Hurrah, he did provide quotes to the Times after he arrived at the Angels' camp in Tempe, Ariz.

But as spring training continues, Cabrera and Trout have become cover-page fodder for an issue of ESPN The Magazine. They appear together — and they are featured in a TV clip publicizing the March 4 magazine, the Analytics Issue.

"WAR is the answer," ESPN The Mag declares as the headline to the feature article.

It is the answer to what?

The Sabermetrics professors fail to get it straight among themselves. Sites such as Baseball-Reference.com, FanGraphs.com and Baseball Prospectus have different versions.

Generally, WAR includes all the traditional batting vitals and meshes in speed, stolen bases, defense, ballpark configuration, contributions and so on into a whirling blur. It stands for Wins Above Replacement. And the replacement is regarded as the average bench dweller in the majors or some ordinary minor leaguer — nobody identified.

"For Mike Trout supporters, WAR was simple and unimpeachable evidence of a perfect player performing at a nearly unprecedented level," Sam Miller wrote in ESPN The Mag. "For Miguel Cabrera supporters, WAR was the joyless and inscrutable tool of eggheads, trolls, all of us who never played the game."

And thus, the blather rolled on, extolling the marvels of WAR.

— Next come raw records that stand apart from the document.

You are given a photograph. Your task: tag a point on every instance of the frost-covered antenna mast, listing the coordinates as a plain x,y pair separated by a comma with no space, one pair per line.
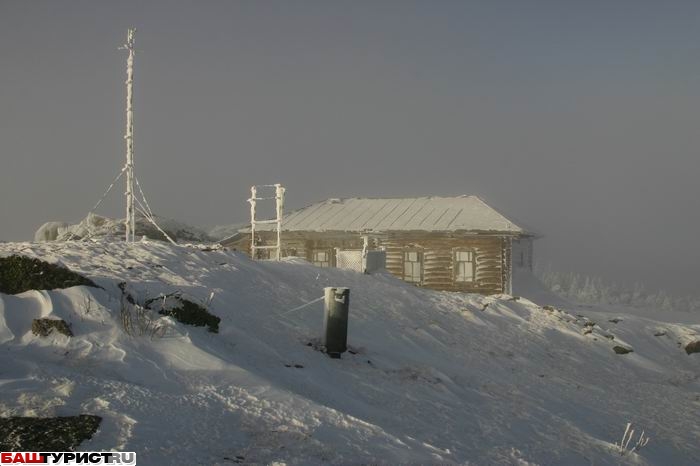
130,220
279,201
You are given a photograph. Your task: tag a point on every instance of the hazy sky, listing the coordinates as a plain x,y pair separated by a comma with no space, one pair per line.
579,117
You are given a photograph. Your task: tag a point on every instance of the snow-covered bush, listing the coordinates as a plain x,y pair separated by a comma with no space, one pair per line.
623,448
595,290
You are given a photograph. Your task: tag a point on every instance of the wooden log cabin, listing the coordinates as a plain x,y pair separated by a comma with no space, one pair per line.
444,243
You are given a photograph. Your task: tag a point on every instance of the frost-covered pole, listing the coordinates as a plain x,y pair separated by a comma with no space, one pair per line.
279,197
252,200
130,220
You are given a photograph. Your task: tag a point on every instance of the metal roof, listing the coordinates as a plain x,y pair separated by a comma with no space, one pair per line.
466,213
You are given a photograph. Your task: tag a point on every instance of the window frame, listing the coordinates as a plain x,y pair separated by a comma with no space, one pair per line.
420,262
329,257
456,262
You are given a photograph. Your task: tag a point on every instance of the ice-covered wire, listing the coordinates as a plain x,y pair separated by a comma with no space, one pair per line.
97,204
150,218
143,196
147,212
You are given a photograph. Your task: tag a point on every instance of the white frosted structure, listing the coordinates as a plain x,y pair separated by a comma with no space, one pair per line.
49,231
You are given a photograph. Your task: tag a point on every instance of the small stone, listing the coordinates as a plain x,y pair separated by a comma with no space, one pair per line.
44,327
622,350
693,347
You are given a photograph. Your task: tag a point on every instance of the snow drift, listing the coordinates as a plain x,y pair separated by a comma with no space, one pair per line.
432,377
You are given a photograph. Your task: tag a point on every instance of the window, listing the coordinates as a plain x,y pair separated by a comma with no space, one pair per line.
464,266
413,266
321,258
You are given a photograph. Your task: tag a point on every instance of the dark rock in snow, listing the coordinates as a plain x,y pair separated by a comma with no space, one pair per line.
622,349
20,273
693,347
44,327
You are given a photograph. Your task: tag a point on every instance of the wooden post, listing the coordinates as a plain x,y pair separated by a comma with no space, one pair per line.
335,320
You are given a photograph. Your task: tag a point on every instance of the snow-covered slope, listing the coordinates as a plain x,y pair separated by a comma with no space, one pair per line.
95,226
433,377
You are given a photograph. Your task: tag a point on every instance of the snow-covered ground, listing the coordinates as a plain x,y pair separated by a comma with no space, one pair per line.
433,377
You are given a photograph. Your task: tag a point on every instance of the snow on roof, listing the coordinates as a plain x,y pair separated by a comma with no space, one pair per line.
468,213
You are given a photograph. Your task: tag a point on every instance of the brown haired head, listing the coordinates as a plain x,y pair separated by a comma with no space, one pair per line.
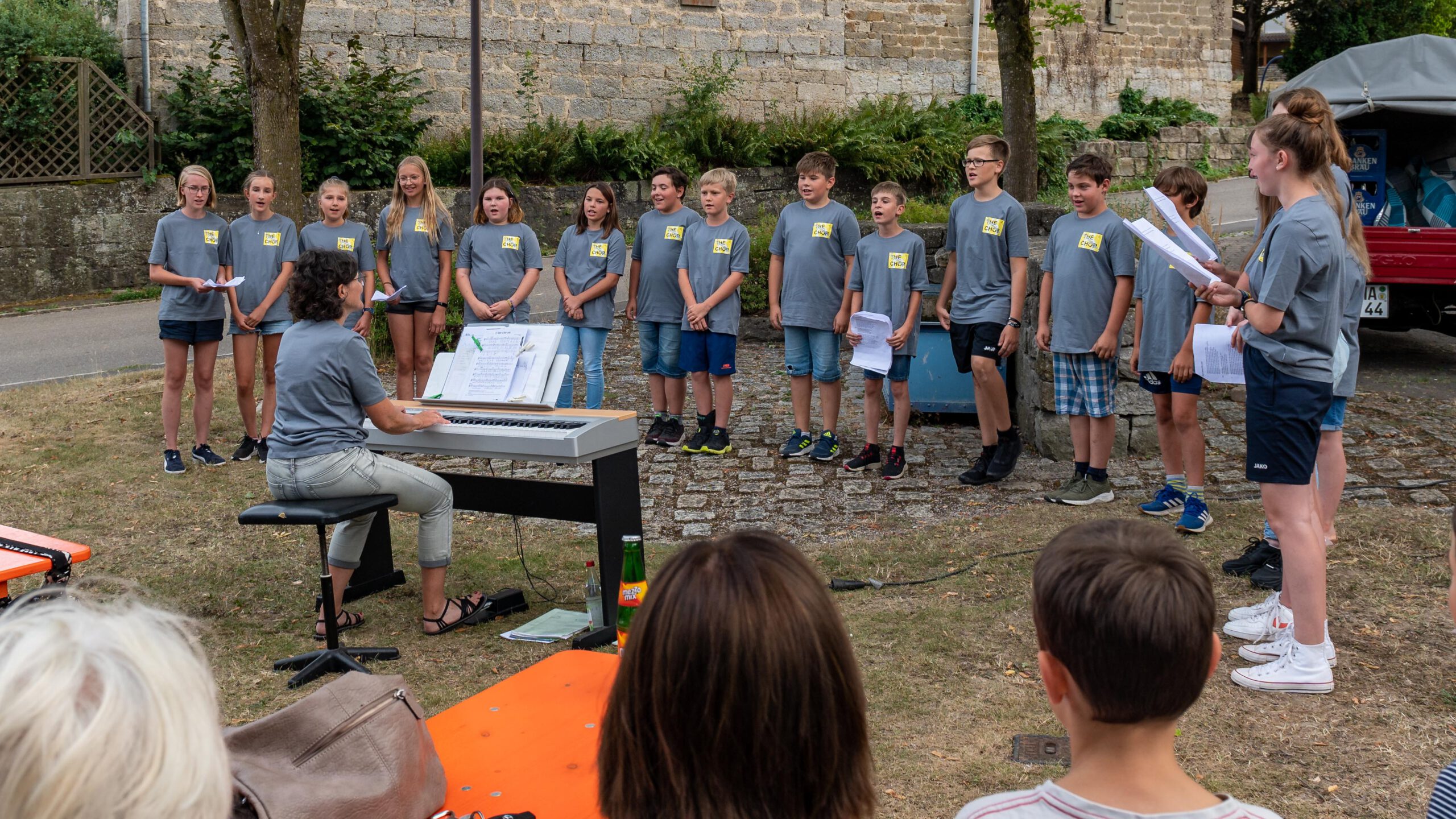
1129,611
1181,181
612,222
1093,167
817,162
513,214
739,694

Admitted again — I am old-fashioned, proud. I respect tradition and believe in baseball purity. The sport is an American treasure.

Defense, base running — and hitting home runs and driving in runs — matter.

What WAR misses, again, is winning pennants, reaching the World Series.

And WAR fails to factor in weight gain — and sour attitude.

Mike Trout was a fantastic rookie in 2012.

That was last year!

Jerry Green is a retired Detroit News sports writer.